I haven't done any performance measurements, as it should stay about the same. The only possible speed improvements can come from 1. lower cache contention, 2. less refreshes in some positions (with the lower number of "king squares" as Daniel Shawul mentioned); but the effects are miniscule.
Less refreshes? I don't follow how that is possible. Movement from sq A -> B forces a refresh always, I would imagine?

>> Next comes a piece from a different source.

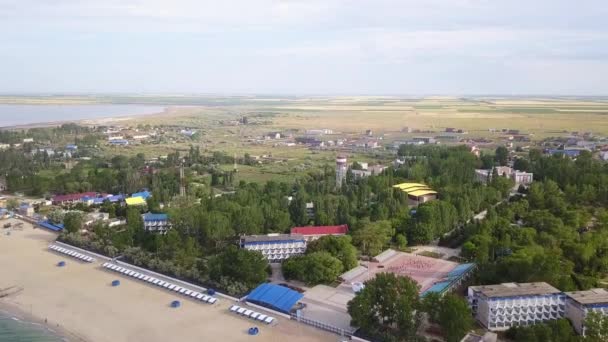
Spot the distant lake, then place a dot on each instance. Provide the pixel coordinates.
(13, 115)
(17, 330)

Even if A ends up being the same as B after the mirroring, you still need to refresh since now all pieces on the board need to updated to reflect the mirroring change?
I mean when the Daniel Shawul's "less king squares" is applied, where some some square clusteres share a king bucket. For example I used this without much loss in strength:

Code: Select all

KingBuckets = [ // order is A1 ... H1 ... H8
  24, 25, 26, 27, 28, 29, 30, 31,
  16, 17, 18, 19, 20, 21, 22, 23,
  12, 12, 13, 13, 14, 14, 15, 15,
   8,  8,  9,  9, 10, 10, 11, 11,
   4,  4,  5,  5,  6,  6,  7,  7,
   4,  4,  5,  5,  6,  6,  7,  7,
   0,  0,  1,  1,  2,  2,  3,  3,
   0,  0,  1,  1,  2,  2,  3,  3
];
I read you also initialise all weights to zero. Coupled with the bog-standard factoriser, this is also going to help (a lot) for the weight space of, say, wK=a8 which I doubt learns anything very much. ie the factoriser doesn't just help generalisation, but coupled with zero initialisation it prevents a lot of stupidity.